Collective Communication I

Lab Exercise
Prerequisites Overview Exercise Solution Cleanup

Prerequisites

This tutorial follows the talk MPI Collective Communication I. You should complete the Basics of MPI Programming module and lab exercise before starting this tutorial.


Overview

There are two example programs for calculating pi:

  • dboard_pi:

    This is a very simple parallel program in which each task independently approximates the solution. The amount of work done by each task remains the same as the number of tasks increases, but the averaged solution becomes more correct. There are two versions: one demonstrating sends and receives (pi_send) and the other using collective communications (pi_reduce).

  • int_pi:

    This program calculates pi using an integral approximation. This code is of particular interest, because there are several programs included that illustrate the conversion of the serial code int_pi to parallel. The final version is int_pi2 (.f or .c).


     Description of Problem

  • dboard_pi:

    Picture a circle with radius 1 centered at the origin. The circle sits inside a square whose corners are at (-1,-1), (-1,1), (1,1) and (1,-1). The area of the circle divided by the area of the square is pi/4.

    Think of this as a dartboard. The darts hit at x and y coordinates which are random numbers between -1 and 1. Darts must fall within the square, and may also fall within the circle. The program approximates the value of pi by dividing the number of darts that fall within the circle by the total darts thrown, and multiplying by four.

    A full description of this problem is available in Fox et al., 1988, Solving Problems on Concurrent Processors, volume 1, page 207.

  • int_pi:

    int_pi uses a simple integral approximation to calculate pi.


     Parallel Implementation

  • dboard_pi:

There are two ways to benefit from parallelism: you may run the same program in less time, or run a larger program in the same amount of time. This example takes the latter approach.

  • The serial calculation of pi involves throwing 5000 darts for each of ten iterations, with the cumulative average reported at each iteration. For the parallel implementation, each task performs this process independently, reporting its calculated pi value to the master task (task ID 0), which prints the cumulative average. The more tasks that participate, the more accurate the calculated value of pi.

    The code is SPMD, i.e. each task runs the same executable. There are two versions. Pi_send uses low-level sends and receives to collect the pi values. Pi_reduce uses the collective communication reduction routine, with the pre-defined reduction function for double precision floating point vector addition.


Exercise

     Before You Begin

You can work either in Microsoft Visual Studio or at the command line.
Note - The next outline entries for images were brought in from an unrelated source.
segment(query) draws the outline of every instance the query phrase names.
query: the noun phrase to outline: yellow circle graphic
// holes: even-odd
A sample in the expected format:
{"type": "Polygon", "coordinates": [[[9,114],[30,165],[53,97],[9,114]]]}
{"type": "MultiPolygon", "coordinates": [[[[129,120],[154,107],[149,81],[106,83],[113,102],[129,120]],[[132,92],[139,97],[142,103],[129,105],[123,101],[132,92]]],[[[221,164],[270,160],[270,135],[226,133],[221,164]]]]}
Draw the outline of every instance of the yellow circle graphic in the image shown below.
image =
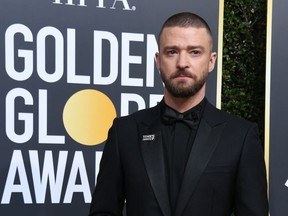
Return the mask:
{"type": "Polygon", "coordinates": [[[112,101],[94,89],[81,90],[66,102],[63,123],[67,133],[83,145],[97,145],[107,139],[116,117],[112,101]]]}

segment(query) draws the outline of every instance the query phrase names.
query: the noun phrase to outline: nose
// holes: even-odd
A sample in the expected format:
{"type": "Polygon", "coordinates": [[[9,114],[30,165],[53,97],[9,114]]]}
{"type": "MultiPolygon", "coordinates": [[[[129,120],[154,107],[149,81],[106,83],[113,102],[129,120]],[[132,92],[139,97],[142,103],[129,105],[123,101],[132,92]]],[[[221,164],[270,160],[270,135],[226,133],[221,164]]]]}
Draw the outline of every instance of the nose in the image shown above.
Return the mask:
{"type": "Polygon", "coordinates": [[[185,69],[189,67],[188,55],[186,53],[180,53],[177,60],[177,68],[185,69]]]}

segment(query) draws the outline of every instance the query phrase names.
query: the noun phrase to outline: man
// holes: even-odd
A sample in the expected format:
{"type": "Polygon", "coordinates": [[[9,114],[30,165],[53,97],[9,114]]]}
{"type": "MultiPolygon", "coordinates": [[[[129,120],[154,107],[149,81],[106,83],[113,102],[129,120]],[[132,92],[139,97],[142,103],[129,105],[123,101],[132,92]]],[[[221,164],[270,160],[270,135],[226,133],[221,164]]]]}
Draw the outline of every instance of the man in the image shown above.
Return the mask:
{"type": "Polygon", "coordinates": [[[128,216],[266,216],[257,126],[205,98],[216,61],[209,26],[176,14],[158,40],[164,98],[114,120],[90,216],[122,215],[125,202],[128,216]]]}

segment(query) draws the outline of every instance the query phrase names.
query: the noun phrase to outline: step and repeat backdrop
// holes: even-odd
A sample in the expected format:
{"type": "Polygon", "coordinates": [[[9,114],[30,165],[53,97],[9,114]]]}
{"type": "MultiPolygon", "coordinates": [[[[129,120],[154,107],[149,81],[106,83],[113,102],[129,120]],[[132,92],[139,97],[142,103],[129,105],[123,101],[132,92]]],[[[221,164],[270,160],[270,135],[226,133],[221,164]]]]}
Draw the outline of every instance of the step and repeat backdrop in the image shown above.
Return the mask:
{"type": "MultiPolygon", "coordinates": [[[[0,214],[87,215],[116,116],[154,106],[166,18],[221,1],[1,0],[0,214]]],[[[216,104],[217,70],[208,83],[216,104]]]]}
{"type": "Polygon", "coordinates": [[[267,134],[271,216],[288,214],[288,1],[268,1],[267,134]]]}

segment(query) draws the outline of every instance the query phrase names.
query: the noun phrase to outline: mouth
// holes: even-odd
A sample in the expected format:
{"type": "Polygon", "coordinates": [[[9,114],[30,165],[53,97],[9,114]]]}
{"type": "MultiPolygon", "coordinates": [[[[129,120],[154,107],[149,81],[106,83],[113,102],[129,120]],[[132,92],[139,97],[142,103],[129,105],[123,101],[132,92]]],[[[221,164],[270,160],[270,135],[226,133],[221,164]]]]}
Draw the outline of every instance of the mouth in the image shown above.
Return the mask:
{"type": "Polygon", "coordinates": [[[177,72],[173,75],[172,78],[173,78],[173,79],[177,79],[177,78],[179,78],[179,79],[186,79],[186,78],[191,79],[191,78],[193,78],[193,76],[192,76],[191,73],[189,73],[189,72],[187,72],[187,71],[177,71],[177,72]]]}

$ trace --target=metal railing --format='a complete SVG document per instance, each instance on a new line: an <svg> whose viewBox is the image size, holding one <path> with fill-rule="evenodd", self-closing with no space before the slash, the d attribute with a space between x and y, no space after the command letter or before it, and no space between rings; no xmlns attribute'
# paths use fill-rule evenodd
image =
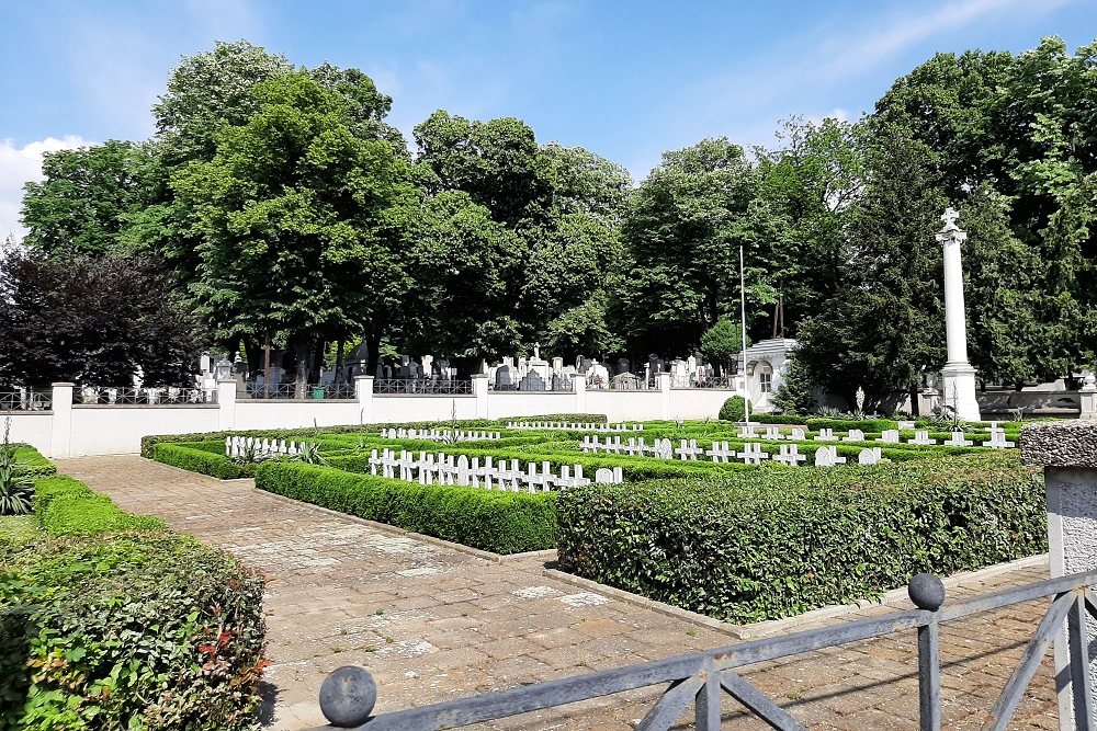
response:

Although the instructions that follow refer specifically to the command line, the file references are the same for Visual Studio. To review how to compile MPI programs see Basics of MPI Programming.

Copy all lab files found in

H:\VWlabs\MPI\Collective1\Lab2\dboard\

and

H:\VWlabs\MPI\Collective1\Lab2\int\

to your home directory (or subdirectory) on H:, e.g.

copy H:\VWlabs\MPI\Collective1\Lab2\dboard\*   H:\Users\your_userid\dboard\
copy H:\VWlabs\MPI\Collective1\Lab2\int\*   H:\Users\your_userid\int\

For the following exercises, compile the programs on a login node. Create a batch file and submit the job(s) to the batch nodes.



Solution

     Instructions for Compiling and Running dboard_pi

Files:

Compile using the make file:

For Fortran:

nmake /f pi_f.mak

For C:

nmake /f pi_c.mak

Specify how many nodes to run and execute one of the master program:

pi_send.exe

or

pi_reduce.exe


     Instructions for Compiling and Running int_pi

Before proceeding, you might want to review the talks MPI Collective Communication I. and Basics of MPI Programming. Files:
  • int_pi.f or int_pi.c is the original serial version of the int_pi code.
  • int_pi1.f or int_pi1.c is the partially parallelized code converted to SPMD, but with no division of work and no message-passing.
  • int_pi2.f or int_pi2.c is the final parallelized version.
  • int_pi_f.mak or int_pi_c.mak is a makefile that invokes the necessary compiler options, include directories and library directories.

Compile the code:

mpif77 int_pi2.f -o int_pi2.exe

or

mpicc int_pi2.c -o int_pi2.exe

or, use the make file:

nmake /f int_pi_f.mak

or

nmake /f int_pi_c.mak

Specify how many nodes to run on and execute the master program:

int_pi2.exe


Cleanup

When you are done running programs, delete your subfolder on the T: drives. End your batch job with ccrm or ccrelease. You may also wish to delete any files you copied from the VWlabs folder into your space on H:.